As pratas antes da despedida de Paris
A primeira medalha de prata de Carol veio por meio de uma prova em grupo no revezamento 4x100m livre 49 pontos no tempo de 3min56s94. A equipe brasileira formada por ela, Matheus Rheine, Douglas Matera e Lucilene Sousa, liderou a prova por boa parte do tempo, mas o time da Ucrânia reagiu ao final e levou o ouro no tempo de 3min53s84. Já o bronze ficou para a Espanha (3min57s95).
“O coração bate que nem um tamborzão, porque eu treino com a Lu e com a Carol. Para mim, todo mundo aqui serve de inspiração”, expõe Rheine que em seguida destacou o momento da prova como “maravilhoso, fantástico, espetacular”.

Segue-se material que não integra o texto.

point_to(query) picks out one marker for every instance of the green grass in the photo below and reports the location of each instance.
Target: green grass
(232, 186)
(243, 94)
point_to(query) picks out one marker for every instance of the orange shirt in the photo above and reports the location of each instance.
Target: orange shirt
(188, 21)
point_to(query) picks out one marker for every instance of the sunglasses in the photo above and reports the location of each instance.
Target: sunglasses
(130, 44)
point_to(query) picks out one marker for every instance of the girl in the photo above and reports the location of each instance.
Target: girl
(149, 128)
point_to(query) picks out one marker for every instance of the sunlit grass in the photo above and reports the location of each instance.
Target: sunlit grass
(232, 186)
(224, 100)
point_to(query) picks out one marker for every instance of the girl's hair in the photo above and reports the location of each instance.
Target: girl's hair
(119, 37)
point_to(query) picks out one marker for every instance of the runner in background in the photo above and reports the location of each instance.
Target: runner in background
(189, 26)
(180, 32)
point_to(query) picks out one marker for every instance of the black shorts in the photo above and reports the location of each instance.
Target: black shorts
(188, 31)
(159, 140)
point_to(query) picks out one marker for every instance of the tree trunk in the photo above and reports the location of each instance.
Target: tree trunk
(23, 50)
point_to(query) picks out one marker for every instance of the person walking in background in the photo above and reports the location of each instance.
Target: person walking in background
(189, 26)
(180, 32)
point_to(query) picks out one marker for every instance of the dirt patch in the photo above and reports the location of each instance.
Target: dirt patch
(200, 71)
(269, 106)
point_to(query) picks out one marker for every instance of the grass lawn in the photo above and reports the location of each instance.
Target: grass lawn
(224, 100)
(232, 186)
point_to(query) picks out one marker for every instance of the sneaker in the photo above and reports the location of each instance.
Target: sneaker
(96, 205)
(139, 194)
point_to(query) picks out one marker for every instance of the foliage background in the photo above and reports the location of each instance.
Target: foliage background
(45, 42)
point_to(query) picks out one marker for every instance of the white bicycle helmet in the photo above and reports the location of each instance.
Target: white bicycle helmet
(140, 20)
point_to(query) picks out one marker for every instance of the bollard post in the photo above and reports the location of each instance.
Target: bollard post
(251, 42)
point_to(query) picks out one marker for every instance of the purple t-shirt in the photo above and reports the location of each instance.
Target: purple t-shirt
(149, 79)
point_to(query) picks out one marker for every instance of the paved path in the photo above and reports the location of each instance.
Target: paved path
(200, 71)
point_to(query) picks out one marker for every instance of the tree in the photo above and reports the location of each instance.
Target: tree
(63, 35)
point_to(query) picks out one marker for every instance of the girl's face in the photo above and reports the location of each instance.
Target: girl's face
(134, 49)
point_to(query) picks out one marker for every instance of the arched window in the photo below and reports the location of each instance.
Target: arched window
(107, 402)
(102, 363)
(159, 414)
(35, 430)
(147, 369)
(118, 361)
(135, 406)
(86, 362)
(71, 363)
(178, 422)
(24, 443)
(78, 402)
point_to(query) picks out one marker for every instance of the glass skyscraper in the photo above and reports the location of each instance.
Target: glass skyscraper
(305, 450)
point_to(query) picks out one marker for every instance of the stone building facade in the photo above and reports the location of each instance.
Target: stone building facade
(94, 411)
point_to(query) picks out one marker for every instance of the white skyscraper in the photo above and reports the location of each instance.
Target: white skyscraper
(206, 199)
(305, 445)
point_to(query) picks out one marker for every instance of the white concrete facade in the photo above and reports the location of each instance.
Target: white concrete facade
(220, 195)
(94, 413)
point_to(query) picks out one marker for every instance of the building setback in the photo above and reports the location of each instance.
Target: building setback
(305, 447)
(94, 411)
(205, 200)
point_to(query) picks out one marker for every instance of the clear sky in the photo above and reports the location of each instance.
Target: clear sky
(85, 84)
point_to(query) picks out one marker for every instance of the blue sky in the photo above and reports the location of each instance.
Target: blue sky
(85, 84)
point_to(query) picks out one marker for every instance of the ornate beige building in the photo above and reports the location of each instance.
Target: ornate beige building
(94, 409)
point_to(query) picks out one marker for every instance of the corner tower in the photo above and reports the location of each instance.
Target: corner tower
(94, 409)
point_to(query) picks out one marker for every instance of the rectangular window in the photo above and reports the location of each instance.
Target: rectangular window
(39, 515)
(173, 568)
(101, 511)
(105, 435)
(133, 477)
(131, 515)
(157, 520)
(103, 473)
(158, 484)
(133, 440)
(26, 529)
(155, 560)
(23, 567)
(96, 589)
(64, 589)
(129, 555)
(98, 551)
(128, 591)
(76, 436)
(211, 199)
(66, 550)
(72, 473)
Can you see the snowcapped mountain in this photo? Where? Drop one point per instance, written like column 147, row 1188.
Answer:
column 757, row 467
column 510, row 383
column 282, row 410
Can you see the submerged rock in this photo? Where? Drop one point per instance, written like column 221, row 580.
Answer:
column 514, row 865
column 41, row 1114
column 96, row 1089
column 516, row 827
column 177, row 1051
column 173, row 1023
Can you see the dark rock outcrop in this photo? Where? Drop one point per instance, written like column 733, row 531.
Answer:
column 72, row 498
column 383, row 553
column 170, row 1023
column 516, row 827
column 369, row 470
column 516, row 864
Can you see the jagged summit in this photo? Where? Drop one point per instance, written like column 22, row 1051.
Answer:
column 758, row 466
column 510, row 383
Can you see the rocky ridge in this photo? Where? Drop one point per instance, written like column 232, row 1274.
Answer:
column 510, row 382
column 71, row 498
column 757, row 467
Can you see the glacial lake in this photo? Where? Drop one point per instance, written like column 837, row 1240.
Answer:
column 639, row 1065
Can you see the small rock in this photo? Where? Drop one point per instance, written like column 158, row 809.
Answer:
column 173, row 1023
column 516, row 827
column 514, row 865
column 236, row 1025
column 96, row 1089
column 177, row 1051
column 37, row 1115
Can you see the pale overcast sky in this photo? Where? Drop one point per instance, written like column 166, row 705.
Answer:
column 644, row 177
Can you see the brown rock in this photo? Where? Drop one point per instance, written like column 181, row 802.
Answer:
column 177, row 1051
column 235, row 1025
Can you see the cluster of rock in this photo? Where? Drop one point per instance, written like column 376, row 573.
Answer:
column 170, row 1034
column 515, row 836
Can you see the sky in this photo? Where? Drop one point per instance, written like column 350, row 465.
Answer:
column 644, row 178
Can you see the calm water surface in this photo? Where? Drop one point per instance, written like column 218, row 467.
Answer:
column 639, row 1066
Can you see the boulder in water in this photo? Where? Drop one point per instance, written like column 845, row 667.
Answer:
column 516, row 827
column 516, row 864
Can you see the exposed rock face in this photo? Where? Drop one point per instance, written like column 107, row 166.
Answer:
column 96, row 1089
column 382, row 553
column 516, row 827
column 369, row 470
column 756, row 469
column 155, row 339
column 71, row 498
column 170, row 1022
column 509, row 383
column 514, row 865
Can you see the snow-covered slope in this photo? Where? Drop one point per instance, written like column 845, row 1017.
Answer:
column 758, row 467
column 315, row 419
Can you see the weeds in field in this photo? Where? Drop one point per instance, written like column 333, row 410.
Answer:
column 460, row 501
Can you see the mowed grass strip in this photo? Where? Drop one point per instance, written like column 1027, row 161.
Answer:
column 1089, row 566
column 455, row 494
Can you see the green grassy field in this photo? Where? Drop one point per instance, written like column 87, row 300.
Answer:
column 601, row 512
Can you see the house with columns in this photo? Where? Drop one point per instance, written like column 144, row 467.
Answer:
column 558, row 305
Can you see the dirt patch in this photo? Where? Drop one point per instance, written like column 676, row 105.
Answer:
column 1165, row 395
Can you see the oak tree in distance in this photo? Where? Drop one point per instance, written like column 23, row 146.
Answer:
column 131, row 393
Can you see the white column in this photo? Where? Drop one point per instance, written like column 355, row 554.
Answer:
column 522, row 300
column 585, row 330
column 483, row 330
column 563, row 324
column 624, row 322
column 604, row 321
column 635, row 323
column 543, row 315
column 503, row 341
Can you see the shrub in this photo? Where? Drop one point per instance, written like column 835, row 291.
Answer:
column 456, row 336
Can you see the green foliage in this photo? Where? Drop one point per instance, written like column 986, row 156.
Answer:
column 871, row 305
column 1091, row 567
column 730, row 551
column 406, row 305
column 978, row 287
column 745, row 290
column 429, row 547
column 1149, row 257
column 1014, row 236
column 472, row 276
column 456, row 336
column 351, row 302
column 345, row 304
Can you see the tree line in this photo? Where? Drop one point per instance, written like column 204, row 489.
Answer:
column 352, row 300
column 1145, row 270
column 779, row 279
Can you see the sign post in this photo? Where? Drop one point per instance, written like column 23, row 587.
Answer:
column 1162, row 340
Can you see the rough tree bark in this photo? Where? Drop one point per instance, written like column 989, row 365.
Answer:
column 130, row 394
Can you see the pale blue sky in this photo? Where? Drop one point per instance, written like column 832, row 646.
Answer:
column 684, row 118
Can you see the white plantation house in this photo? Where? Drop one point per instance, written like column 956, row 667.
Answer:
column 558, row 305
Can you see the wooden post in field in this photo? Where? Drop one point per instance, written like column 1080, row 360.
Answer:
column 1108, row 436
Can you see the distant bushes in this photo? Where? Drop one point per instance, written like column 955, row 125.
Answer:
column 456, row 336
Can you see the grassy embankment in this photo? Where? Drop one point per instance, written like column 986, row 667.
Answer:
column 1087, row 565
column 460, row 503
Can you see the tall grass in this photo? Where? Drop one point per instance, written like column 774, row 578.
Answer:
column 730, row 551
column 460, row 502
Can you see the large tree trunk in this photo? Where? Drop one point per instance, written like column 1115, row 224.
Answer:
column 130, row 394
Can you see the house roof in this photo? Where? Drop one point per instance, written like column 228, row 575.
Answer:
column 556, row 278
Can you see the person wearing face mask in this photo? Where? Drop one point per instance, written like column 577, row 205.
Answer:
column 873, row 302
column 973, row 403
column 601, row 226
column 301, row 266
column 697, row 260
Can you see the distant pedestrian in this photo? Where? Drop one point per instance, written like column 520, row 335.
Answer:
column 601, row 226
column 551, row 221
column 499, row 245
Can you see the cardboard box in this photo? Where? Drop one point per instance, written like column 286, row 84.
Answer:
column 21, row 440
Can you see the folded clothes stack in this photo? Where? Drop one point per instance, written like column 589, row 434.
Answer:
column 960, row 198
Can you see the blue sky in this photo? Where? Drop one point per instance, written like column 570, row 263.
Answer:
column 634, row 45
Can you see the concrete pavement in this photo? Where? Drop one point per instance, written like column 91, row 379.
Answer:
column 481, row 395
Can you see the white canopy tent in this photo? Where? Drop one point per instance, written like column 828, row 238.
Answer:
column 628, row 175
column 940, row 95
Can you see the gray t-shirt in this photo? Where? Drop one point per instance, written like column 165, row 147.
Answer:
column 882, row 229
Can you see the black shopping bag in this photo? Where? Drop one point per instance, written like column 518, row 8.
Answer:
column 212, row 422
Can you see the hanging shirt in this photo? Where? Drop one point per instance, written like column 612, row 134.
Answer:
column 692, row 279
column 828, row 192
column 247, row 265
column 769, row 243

“Tenho muito carinho pela Paralimpíada de Tóquio, mas Paris foi completamente diferente. Principalmente pela visibilidade que acabou acontecendo. Acho que a gente não esperava tanto”, afirma Carol [Reprodução/Instagram: @luhsousas12]
A quinta e última medalha de Carol Santiago veio no 100m peito SB 12, na qual, com um tempo de 1min15s62, ficou atrás apenas da alemã Elena Krawzow, que bateu o recorde mundial e paralímpico (1min12s54). Quem também nadou na Arena La Défense foi a chinesa Jietong Zheng que conquistou o bronze (1min20s03).
“Esta é uma prova que gosto muito. Mas é sempre muito difícil, pois fica no final do programa”, expressa a brasileira, que destaca o cansaço físico pelo treinamento e provas que disputou até o final da competição. Por fim, para se despedir das terras francesas em alto nível, Carol foi porta-bandeira na cerimônia de encerramento dos Jogos.
Inspiração dentro e fora das piscinas
Santiago destacou a importância de uma ginecologista para acompanhar seu ciclo hormonal e de uma psicóloga, não apenas nesta competição como no esporte em geral. “Hoje os técnicos homens estão falando sobre ciclo menstrual, o que não era nem um pouco comum quando eu cheguei”, pontua. A nadadora também destaca que o acompanhamento psicológico a ajudou a controlar os problemas de ansiedade relacionados às provas.
“Comecei a encarar as competições não como pressão, mas como incentivo”
Carol Santiago
Fora das piscinas, a nadadora brasileira serve como fonte de inspiração e confiança para outras pessoas com deficiência, com estímulos que vão desde tarefas como sair de casa à praticar novos esportes. Dentre os relatos ouvidos, Carol destacou em entrevista ao portal Olympics, a história de um menino que perdeu a visão durante a pandemia e, após uma visita da atleta à sua escola, o garoto mudou a relação com os colegas e passou a jogar futebol.
Além disso, mulheres maduras sem deficiência também expressam a inspiração por Carol. “Elas falam ‘depois que te vi nadando com 39 anos, minha vontade foi sair e começar a caminhar, perder peso e fazer o que quero fazer’. Escutei muito isso, muito mesmo”, destaca a nadadora.